Persons in the Apocalypse
Many readers might remember that, on the last day of 2022, Pope Emeritus Benedict XVI died.
I had meant to write something on this but given the timing, the fact that I was away on holidays, the resultant lack of proper typing equipment, and the sheer gravity at the passing of a Pope that has only recently been an influence on my thought, writing and teaching, meant that some time needed to pass before I could find the headspace and the words. And even then I have found others to have expressed the legacy of Benedict much better than I.
For instance, Larry Chapp of the fabulous blog Gaudium et Spes 22, has given a very comprehensive and at times moving overview of Benedict’s funeral, as well as his intellectual impact and legacy.
We all knew that, at some point, Joseph Ratzinger was going to go to his reward. It was probably the timing of it that took a lot of us by surprise. At the same time, however, I could not help but feel that his passing the threshold of death on the last day of the civil calendar encapsulated a theme that had been part of his writing in his “younger” days, as well as an arc that characterised the final decade of his life: the Last Things, also known as Eschatology, also known as the Apocalypse.
Ratzinger had written on the subject back in 1977 in his Eschatology: Death and Eternal Life, and we find that he would, on a number of occasions, make reference to his experience of the end of life against the backdrop of the end of all things. Even though he may not have intended this, I thought that this was probably his last significant work, one that, at least in my head, had two major elements.
The first element was drawing a personal connection to the field of Eschatology which, with all its references to Death, Judgement, Heaven and Hell, can sound highly abstract. By personal experience, I refer to something more than merely being at the receiving end of those categories. By this I mean a deep enmeshing of one’s own investments, desires, actions, thoughts with the arc marked by those four last things. These are not mere incidentals, which give way to these weightier, more important things. Rather, they constitute the very things within which the Last Things play out. In other words, the Last Things do not simply occur after we cross the threshold of death. The Last Things are instead, deeply embedded in the warp and weft of life itself.

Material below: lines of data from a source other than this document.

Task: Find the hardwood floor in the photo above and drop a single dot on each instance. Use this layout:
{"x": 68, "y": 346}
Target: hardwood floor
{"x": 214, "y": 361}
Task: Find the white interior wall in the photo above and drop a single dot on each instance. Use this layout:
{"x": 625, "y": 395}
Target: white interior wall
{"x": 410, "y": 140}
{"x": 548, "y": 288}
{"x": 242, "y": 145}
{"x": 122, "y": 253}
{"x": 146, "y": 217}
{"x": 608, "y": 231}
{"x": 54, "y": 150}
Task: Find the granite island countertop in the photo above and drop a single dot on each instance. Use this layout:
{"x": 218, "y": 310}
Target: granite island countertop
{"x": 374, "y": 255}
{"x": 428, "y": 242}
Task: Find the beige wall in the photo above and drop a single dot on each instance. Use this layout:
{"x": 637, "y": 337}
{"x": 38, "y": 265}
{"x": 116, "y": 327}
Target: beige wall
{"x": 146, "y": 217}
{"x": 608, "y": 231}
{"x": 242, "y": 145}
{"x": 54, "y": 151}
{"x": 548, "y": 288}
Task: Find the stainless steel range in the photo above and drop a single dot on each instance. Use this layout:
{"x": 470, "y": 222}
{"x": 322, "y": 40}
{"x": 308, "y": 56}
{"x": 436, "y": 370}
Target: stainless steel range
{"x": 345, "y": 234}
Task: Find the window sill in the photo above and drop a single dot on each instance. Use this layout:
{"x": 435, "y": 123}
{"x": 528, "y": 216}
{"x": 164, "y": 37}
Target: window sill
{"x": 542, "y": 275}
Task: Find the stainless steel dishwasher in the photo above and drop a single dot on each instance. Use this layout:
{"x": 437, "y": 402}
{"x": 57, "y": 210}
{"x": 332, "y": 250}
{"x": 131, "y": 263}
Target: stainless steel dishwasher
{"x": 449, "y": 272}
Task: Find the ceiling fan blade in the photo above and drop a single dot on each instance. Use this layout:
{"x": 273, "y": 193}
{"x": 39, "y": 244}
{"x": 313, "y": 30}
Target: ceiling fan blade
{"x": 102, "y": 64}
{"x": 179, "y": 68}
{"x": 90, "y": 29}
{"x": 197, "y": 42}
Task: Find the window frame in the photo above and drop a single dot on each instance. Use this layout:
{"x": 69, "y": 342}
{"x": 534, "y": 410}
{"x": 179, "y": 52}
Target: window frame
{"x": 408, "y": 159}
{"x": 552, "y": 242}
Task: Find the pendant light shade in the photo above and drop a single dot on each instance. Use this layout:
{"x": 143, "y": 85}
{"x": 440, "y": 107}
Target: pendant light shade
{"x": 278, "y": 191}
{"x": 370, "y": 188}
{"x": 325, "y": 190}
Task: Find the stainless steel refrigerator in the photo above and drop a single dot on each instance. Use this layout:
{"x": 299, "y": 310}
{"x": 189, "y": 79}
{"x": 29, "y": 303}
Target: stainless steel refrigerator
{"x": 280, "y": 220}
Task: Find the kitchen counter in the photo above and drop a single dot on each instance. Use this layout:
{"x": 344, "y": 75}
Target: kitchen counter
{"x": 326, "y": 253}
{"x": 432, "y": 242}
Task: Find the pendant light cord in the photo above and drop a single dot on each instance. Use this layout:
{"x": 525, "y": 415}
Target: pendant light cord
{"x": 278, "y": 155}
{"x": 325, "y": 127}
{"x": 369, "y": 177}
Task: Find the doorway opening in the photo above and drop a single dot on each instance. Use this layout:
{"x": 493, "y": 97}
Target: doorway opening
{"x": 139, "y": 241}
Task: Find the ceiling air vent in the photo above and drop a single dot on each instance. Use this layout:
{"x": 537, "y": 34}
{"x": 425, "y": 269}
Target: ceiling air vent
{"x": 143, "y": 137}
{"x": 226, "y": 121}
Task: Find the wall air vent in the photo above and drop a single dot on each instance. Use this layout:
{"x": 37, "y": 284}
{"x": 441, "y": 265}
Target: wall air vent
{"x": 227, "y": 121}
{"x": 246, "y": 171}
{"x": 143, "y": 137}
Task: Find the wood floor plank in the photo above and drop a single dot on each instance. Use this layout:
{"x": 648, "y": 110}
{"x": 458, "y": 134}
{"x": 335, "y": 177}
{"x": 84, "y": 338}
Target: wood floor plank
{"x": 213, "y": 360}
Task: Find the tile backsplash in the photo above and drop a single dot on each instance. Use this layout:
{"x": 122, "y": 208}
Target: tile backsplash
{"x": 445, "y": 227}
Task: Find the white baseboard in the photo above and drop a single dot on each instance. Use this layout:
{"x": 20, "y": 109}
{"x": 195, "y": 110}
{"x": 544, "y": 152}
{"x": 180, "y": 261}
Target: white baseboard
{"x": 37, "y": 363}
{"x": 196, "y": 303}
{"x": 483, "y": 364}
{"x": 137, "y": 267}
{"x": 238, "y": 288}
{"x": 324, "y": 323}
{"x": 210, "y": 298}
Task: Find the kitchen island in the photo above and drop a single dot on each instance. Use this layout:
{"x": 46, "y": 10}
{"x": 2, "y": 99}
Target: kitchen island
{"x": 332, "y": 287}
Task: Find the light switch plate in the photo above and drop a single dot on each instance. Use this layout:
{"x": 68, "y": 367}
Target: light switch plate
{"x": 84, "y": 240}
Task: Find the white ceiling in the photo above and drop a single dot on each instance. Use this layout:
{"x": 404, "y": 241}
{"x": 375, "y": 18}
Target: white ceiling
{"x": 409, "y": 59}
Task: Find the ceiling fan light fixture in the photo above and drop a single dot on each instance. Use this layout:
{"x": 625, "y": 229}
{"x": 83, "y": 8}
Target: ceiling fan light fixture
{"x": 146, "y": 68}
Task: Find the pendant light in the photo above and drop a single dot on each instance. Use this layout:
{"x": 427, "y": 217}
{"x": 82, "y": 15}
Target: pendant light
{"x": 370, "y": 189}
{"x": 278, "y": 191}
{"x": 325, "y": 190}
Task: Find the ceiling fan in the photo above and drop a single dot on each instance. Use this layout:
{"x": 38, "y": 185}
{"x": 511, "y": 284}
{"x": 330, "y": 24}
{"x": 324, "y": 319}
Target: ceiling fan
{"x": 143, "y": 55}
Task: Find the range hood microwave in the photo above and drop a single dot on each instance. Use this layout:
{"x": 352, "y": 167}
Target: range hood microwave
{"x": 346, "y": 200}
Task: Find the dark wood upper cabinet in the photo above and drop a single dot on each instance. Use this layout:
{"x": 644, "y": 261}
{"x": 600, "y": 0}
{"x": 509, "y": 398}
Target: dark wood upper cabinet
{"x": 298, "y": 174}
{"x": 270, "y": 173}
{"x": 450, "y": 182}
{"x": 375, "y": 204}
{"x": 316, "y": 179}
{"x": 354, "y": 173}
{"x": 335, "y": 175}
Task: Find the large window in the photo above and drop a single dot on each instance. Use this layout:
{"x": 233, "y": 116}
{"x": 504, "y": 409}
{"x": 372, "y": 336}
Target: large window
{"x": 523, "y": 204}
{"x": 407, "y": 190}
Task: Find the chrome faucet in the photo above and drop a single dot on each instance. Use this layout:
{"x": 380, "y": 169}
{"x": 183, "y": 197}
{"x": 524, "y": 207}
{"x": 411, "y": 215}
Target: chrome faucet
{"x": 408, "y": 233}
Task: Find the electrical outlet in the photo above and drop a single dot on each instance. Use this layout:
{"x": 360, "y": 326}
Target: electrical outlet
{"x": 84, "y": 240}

Against this backdrop, the death of Benedict on the last day of the civic calendar becomes more than just a coincidence. Rather, the end of that particular life, at that particular time, becomes a signpost for the gradual revelation of all these final things. Now, it must be said that this is something that goes beyond the particularity of Joseph Ratzinger’s life, for every particular life is similarly embedded in this apocalyptic arc.
In writing of the last things, another German theologian, Romano Guardini, made a similar connection in his work The Last Things. Writing on the subject of death, Guardini writes that death in all its forms (he mentions literal, psychological and biographical), take place against a bigger affirmation, that the question of death is answered by what he calls an “intuition of eternity” (11). In other words, the ending of all particular lives are not meaningless moments in the march of history towards the end of history. Rather, all death - and more importantly the experience of death - is an affirmation of an ultimate life that endures for eternity.
This affirmation dovetails into the second element that I want to draw out, namely the affirmation that the Apocalypse is not a mere dissolution of all that is good and particular into the eschatological solvent of abstractions. Rather, there is the affirmation that at the end of all particulars, there lies another particular. More than simply a particular thing, the very last thing, the eschotos, is the person of Jesus Christ. With this affirmation lies another, deeper affirmation, that if the terminus of all things is found in a person, then what takes place at the end of all things involves more than a mechanical process, but a personalist enfolding of all that ends into the beating heart of the living eschotos.
We see this in Benedict’s letter dated 6 February 2022, which was a response to the report on abuse occurring in the Archdiocese of Munich-Freising. In the concluding paragraphs, Benedict writes:
Quite soon, I shall find myself before the final judge of my life. Even though, as I look back on my long life, I can have great reason for fear and trembling, I am nonetheless of good cheer, for I trust firmly that the Lord is not only the just judge, but also the friend and brother who himself has already suffered for my shortcomings, and is thus also my advocate, my “Paraclete”. In light of the hour of judgement, the grace of being a Christian becomes all the more clear to me. It grants me knowledge, and indeed friendship, with the judge of my life, and thus allows me to pass confidently through the dark door of death. In this regard, I am constantly reminded of what John tells us at the beginning of the Apocalypse: he sees the Son of Man in all his grandeur and falls at his feet as though dead. Yet He, placing his right hand on him, says to him: “Do not be afraid! It is I…” (cf. Rev 1:12-17).